John Krasinski as a director hasn’t had major success. His directorial debut, Brief Interviews with Hideous Men, came and went without a whimper. His follow-up, The Hollars, gained some traction with the critics but never reached mainstream success. Both of his entries had been in the comedy-drama genre, so it was a surprise to see him jump onto the horror genre but I’m glad he did. Krasinski and cinematographer Charlotte Bruus Christensen shot this movie beautifully. There are numerus sequences where the camera placement is one of the aspects that generates the most tension. They played hide and seek with the audience, showing us just enough to make us uneasy as to what’s coming next. I loved the set design as well and the use of the lights hanging outside the house was a nice touch, especially when the red lights are turned on. I was never bored from the visuals despite it being mostly limited to their farm.
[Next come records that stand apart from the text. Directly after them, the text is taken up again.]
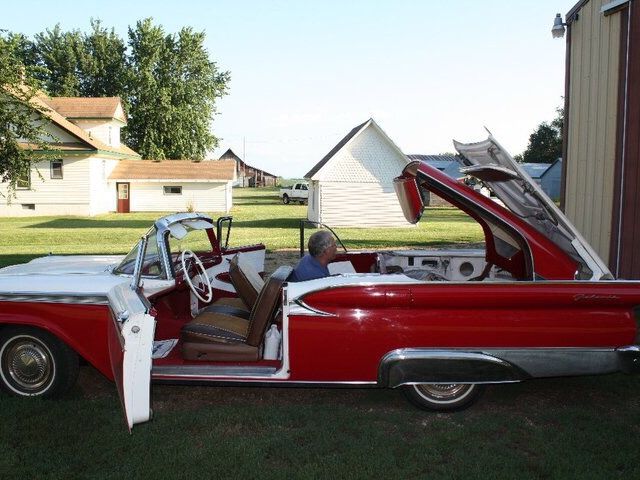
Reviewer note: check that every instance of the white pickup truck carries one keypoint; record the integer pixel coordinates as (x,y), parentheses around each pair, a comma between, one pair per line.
(298,192)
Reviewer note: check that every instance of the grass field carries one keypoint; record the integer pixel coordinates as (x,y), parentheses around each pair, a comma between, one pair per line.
(584,428)
(257,214)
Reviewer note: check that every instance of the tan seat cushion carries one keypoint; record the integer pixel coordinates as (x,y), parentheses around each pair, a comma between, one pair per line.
(217,328)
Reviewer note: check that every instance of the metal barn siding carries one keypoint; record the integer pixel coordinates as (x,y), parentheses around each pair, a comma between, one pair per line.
(625,254)
(593,55)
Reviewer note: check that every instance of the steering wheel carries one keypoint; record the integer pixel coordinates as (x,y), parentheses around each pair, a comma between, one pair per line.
(207,291)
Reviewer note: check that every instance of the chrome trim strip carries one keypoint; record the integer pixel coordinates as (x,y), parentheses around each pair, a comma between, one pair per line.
(301,308)
(501,365)
(420,365)
(212,371)
(55,298)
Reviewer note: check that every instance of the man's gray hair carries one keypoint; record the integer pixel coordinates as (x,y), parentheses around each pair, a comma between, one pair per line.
(319,242)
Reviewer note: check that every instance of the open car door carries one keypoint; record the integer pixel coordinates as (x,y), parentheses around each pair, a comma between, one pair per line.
(130,334)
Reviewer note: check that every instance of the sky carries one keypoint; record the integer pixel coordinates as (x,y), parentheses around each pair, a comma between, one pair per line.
(304,73)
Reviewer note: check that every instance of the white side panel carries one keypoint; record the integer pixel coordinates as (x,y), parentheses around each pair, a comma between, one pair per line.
(131,352)
(360,205)
(66,196)
(313,204)
(102,193)
(150,197)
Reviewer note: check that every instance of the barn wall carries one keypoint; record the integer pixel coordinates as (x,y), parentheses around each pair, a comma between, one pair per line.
(592,123)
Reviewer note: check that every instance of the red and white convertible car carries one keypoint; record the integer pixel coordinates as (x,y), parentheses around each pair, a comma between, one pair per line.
(536,301)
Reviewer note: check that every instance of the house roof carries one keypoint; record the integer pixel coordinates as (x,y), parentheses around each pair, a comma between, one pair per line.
(81,134)
(223,170)
(449,164)
(318,166)
(87,107)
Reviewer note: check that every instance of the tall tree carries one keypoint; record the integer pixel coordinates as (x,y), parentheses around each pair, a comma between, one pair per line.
(102,63)
(545,143)
(17,113)
(59,54)
(173,88)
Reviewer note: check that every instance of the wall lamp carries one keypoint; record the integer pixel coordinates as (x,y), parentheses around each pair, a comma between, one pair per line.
(558,29)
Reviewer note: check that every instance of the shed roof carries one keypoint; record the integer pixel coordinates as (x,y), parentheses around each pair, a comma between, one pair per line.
(39,102)
(231,155)
(223,170)
(87,107)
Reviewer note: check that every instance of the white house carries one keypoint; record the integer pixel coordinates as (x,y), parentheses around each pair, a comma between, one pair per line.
(72,178)
(89,172)
(173,185)
(353,184)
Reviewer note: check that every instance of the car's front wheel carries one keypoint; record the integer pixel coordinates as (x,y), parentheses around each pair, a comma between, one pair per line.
(443,397)
(35,363)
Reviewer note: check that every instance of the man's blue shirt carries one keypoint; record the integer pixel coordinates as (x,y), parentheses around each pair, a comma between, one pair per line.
(308,268)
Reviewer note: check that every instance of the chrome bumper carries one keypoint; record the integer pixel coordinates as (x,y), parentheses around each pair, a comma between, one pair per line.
(629,359)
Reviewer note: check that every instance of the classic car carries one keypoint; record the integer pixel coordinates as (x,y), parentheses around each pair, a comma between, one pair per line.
(534,301)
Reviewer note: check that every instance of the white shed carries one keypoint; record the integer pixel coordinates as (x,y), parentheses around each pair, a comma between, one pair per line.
(173,185)
(353,184)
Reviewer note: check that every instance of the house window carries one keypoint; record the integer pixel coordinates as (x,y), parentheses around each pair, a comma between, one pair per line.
(56,169)
(172,190)
(24,178)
The acting is superb all around. The kids had a lot to carry on their shoulders, especially Millicent Simmonds, and I thought they did a fine job. It’s hard sometimes to have kid actors be a central source of emotional weight for your movie, but Krasinski did a great job directing them throughout. Krasinski himself was great as the strong silent father figure trying to keep his family alive while teaching them how to be self-dependent. He has a couple of scenes with Emily Blunt that I was genuinely surprised by the raw emotions he displayed. Emily Blunt is an incredible actor and this movie is just another notch in her belt. There are scenes in this movie that are 100% carried by her facial expressions and her pure terror in the face of the situation. If you have seen the trailer you have seen her laying in the bathtub trying to fight back her screams as she is giving birth while the monster is inside the house. That is by far the best sequence of the movie and when it ended I noticed a relief going through my feet. That’s because I didn’t notice that I had my toes clenched for the duration of the sequence. Honestly, I can’t remember the last time I was this tense in a movie.
Now, this movie isn’t perfect. Some won’t like the fact we don’t really get much background information on the family. I didn’t care that much all I needed to know was that they are a family and they want to survive the monster attack. Some won’t like the fact we don’t get much background information on the monsters. I didn’t care that much all I needed to know was that they are here they kill you if they hear you and you need to survive. There are horror movie tropes that a sprinkled throughout, like the newspapers articles of the attacks and the rebel kid who won’t listen to her parents. But, point me to a movie that has zero tropes and I will give you a cookie. I make a mean chocolate-chip cookie.
A Quiet Place is a great entry in to the horror genre. Recently, horror has seen a rise of intelligent movies that try to stand-out amongst its peers by taking a familiar premise and slapping a good twist on it. The narration through sound is an aspect that I loved and it helps the audience to be fully engaged in the movie. The proof is when you noticed that you can’t even hear the people eating their popcorn in the movie theater. Everyone was so engaged (maybe I was lucky) that the silence in the theater was beyond impressive and the credit fully goes to the movie. John Krasinski co-wrote and directed a great horror movie that I’m looking forward to watching again and again. John Krasinski is why I love movies.
A Quiet Place is currently playing in theaters. It’s quietly making a killing at the box office. Go watch it.